Diane Coombs, a founding coalition member, wants to eliminate a Navy facility on the site, which she has said, “is a likely terrorist target.” She also wants to boost the cultural quotient in the area, by providing space for summer symphonies and other arts venues.

On Jan. 9, the San Diego City Council rejected an appeal by the coalition, asking for more environmental study of the project. The reasoning: All of the coalition’s concerns already have been taken into consideration, and will continue to be addressed.

In an earlier interview, Graham had noted that the Navy Broadway Complex , as with any other development , must pass muster before a building permit is issued by the city.

“If there is a fault there, they don’t build,” she said.

As for terrorism, Graham commented, “We have a new federal building being built, and no one complained about that.”

But U.S. Rep. Bob Filner, D-Chula Vista, dismissed the council vote as “political,” saying that he would have voted the other way.

“The Navy is trying to get their headquarters paid for in a place that is not good for security, and denies open space and access for San Diego residents,” he said in an interview. “It was a bad decision.”

Filner has written letters to the U.S. and state attorneys general asking for a review of the project.

Papa Doug

All of this controversy has left “Papa Doug” Manchester, chairman of Manchester Financial Group, fuming.

“These are the same people that protested the Convention Center, the Hyatt expansion and the ballpark,” he said. “They are obstructionists who do not want anything built down there.”

Manchester dismissed the coalition’s comments about a lack of public input as “ludicrous,” noting that there had been numerous public hearings on the matter.

“That is the height of absurdity,” he said. “You have a piece of property sitting there on the western edge of our town, ugly Navy buildings. It’s like when we had tattoo parlors and girlie joints, where now we have the Hyatt and Marriott and a resurgence of downtown redevelopment.”

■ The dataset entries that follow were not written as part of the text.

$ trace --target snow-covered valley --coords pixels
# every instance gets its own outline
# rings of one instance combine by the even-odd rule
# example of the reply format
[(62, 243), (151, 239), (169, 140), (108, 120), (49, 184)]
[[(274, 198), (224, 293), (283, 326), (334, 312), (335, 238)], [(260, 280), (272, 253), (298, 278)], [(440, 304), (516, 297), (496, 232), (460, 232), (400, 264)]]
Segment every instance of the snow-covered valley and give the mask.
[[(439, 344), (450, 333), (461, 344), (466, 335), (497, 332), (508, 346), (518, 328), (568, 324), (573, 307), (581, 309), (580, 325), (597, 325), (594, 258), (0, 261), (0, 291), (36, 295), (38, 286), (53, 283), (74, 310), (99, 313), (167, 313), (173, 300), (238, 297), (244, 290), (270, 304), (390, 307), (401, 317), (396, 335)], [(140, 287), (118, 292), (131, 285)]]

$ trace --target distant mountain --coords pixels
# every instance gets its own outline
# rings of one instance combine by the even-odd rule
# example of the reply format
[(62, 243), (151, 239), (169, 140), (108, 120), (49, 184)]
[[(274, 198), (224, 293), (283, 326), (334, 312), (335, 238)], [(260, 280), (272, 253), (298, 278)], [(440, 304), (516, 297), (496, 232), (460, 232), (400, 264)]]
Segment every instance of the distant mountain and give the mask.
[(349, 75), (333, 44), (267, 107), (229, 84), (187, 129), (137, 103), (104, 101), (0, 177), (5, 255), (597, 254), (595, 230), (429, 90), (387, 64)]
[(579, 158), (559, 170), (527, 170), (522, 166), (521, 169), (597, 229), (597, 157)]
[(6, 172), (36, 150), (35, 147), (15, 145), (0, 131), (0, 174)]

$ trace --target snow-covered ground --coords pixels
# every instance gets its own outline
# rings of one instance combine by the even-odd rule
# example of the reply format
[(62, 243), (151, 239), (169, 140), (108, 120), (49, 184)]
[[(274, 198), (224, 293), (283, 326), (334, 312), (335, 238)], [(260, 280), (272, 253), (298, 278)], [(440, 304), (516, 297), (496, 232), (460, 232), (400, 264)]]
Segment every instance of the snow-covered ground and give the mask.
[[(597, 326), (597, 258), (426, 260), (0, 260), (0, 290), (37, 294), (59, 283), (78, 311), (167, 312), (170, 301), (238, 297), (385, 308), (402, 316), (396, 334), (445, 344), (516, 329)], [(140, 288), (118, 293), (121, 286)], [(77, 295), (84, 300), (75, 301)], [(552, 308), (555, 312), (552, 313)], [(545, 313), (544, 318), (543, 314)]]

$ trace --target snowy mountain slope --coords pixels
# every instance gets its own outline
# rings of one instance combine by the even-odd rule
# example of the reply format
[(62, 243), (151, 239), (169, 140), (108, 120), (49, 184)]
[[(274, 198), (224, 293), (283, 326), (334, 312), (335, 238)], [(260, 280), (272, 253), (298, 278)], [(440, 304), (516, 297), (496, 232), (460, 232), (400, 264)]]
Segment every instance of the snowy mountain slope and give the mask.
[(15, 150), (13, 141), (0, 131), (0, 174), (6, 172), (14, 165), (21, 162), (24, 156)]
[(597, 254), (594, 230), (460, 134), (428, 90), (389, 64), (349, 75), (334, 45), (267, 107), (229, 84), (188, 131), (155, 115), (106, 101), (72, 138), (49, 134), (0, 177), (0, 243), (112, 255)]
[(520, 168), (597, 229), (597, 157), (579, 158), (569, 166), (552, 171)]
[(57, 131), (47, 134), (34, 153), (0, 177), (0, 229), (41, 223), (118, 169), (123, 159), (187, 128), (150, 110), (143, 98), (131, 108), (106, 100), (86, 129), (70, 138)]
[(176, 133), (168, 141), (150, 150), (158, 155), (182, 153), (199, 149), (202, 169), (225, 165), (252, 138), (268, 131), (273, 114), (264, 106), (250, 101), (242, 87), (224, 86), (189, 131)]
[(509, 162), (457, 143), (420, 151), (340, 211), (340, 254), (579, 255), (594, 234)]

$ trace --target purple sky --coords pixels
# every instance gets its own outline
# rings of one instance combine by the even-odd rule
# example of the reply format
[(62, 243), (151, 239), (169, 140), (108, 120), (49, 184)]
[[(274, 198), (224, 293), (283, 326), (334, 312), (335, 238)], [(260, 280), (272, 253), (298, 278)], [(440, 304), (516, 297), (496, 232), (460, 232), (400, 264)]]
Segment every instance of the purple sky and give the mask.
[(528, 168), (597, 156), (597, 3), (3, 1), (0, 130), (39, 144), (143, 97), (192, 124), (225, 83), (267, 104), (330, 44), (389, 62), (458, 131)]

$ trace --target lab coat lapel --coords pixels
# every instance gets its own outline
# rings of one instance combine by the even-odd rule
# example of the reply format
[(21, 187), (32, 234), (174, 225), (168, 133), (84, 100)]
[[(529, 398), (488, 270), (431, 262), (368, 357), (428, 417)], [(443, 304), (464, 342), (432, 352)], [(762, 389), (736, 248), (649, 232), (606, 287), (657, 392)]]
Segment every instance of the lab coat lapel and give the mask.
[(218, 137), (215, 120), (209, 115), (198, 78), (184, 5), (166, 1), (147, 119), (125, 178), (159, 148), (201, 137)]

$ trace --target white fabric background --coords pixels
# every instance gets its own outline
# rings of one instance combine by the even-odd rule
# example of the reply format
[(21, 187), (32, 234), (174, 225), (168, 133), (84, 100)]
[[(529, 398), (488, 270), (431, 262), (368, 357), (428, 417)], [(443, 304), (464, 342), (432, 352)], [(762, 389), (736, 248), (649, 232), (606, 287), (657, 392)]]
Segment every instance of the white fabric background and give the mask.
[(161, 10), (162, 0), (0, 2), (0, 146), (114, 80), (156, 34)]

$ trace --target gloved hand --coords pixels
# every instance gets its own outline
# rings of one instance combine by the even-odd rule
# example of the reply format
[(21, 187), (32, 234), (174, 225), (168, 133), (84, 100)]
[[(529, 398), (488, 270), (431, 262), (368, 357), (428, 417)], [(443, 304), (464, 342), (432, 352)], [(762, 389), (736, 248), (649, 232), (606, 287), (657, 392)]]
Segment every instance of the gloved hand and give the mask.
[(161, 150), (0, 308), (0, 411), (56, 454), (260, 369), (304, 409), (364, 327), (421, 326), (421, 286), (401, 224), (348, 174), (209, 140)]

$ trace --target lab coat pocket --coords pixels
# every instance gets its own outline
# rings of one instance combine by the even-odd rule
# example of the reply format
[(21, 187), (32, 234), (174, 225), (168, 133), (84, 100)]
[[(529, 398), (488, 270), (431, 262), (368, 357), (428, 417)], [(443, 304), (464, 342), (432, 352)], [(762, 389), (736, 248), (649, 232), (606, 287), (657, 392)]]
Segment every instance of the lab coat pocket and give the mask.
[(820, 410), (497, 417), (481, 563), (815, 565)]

He also dismissed as “absolutely ludicrous” ongoing comments from opponents of his project that his financial support of Mayor Jerry Sanders’ ballot measure , to open up city services to outside competition , was designed to curry favor at City Hall.

Navy Blues

While the Navy is declining any formal comment on the lawsuit or CPI concerns, N. Scott Sutherland, spokesman for the Navy Region Southwest, commented, “We encourage the general public and organizations to come forward with their ideas on how we can make this project succeed. But as many analyses that can be shown in the negative, we expect that we can show positive outcomes as well.”

In November, the Navy signed a landmark 99-year lease with Manchester for the redevelopment, beating a Jan. 1 deadline that could have resulted in the complex being closed by the federal government.

But the project remains a work in progress, with the CCDC continuing to work with the Manchester team on design issues. The California Coastal Commission is expected to start reviewing the project during the week of Jan. 15, according to Manchester executive Perry Dealy.

Ground isn’t expected to be broken on the project until at least the end of 2007, he said.